Aos 37 anos, a líder comunitária trabalha como auxiliar operacional durante o dia e usa o tempo livre à noite para voltar aos estudos. Ela está concluindo o 3° ano do ensino médio e tem como sonho se formar em administração para gerir seu próprio negócio. “Quero trabalhar com panificação. Abrir minha padaria e poder administrar ela”, revela.

Preconceito por ser mulher e mãe

Outro desafio apontado por Thaís é ter que lidar com a discriminação da sociedade diante dos jovens da ocupação. 

“Aquele preconceito de que por a gente ser mulher da periferia nossos filhos vão virar bandidos. Nós estamos aqui para quebrar isso. Digo sempre para os meus filhos que estou criando gente. É difícil você criar seus filhos em um ambiente de onde as pessoas têm muito preconceito”, lamenta. 

Thaís foi demitida do seu último emprego após o chefe descobrir que ela era mãe solteira de quatro filhos. “Ele disse que a empresa dele não era creche. Eu falei que nunca tinha trazido meus filhos para o trabalho pra ele dizer aquilo e em seguida ele me demitiu”, contou revoltada.

Apesar dos estigmas, a jovem de 26 anos garante que sua experiência materna lhe trouxe lições.

“Se eu não tivesse tido as crianças, eu não seria essa mulher que eu sou hoje. Eu fui, de uma certa forma, uma criança que teve uma infância turbulenta por problemas com pai e mãe. Quando eu tive meus filhos e vi que eu era a única coisa que eles tinham, aquilo foi o foco, tudo o que eu precisava ter na vida. Uma motivação, um foco, um centro. Eu faço tudo, eu corro, eu batalho. Meu centro do meu mundo é eles”, conta. 
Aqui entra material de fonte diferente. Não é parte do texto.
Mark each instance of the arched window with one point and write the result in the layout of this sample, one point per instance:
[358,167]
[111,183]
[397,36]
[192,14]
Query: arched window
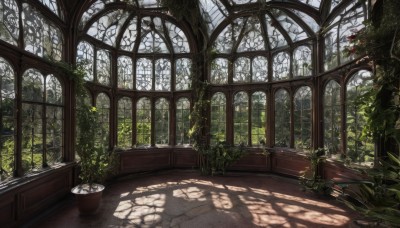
[219,71]
[360,148]
[103,67]
[125,72]
[241,118]
[281,66]
[7,115]
[143,122]
[258,118]
[183,70]
[302,61]
[260,69]
[103,107]
[42,121]
[348,22]
[218,118]
[9,22]
[85,57]
[332,119]
[41,37]
[302,118]
[161,126]
[182,121]
[124,121]
[241,72]
[282,118]
[162,73]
Uma irmã, uma mãe e uma avó

A inspiração para enfrentar as adversidades da vida vem de outras mulheres. Para Maria Bento, sua irmã mais velha, Maria de Jesus, que morreu aos 22 anos é o seu maior exemplo.

“Quando ela era viva, para mim ela era tudo. Foi ela quem me ajudou a fugir da casa onde a mulher me maltratava muito, me batia muito. Eu me inspirava na minha irmã. Ela sempre dizia para eu não desistir da vida, de nada. Eu devo tudo a ela. Ainda hoje lembro das palavras dela”, diz ela emocionada. 

Thaís reconhece na mãe Edna e na avó Maria de Nazaré referências de força emocional. 

“Minha avó porque ela sempre foi a matriarca, uma mulher forte, segura, que perdeu filhos e mesmo assim continuou sendo um pilar. Minha mãe porque meu pai deixou ela, e ela teve que se virar comigo e meu irmão. Ela sempre me ensinou que apesar da gente ter pouco a gente era feliz. Hoje passo a mesma coisa para os meus filhos”, revelou.


A mãe de Thaís na porta de sua casa na ocupação após chuva que caiu a tardinha.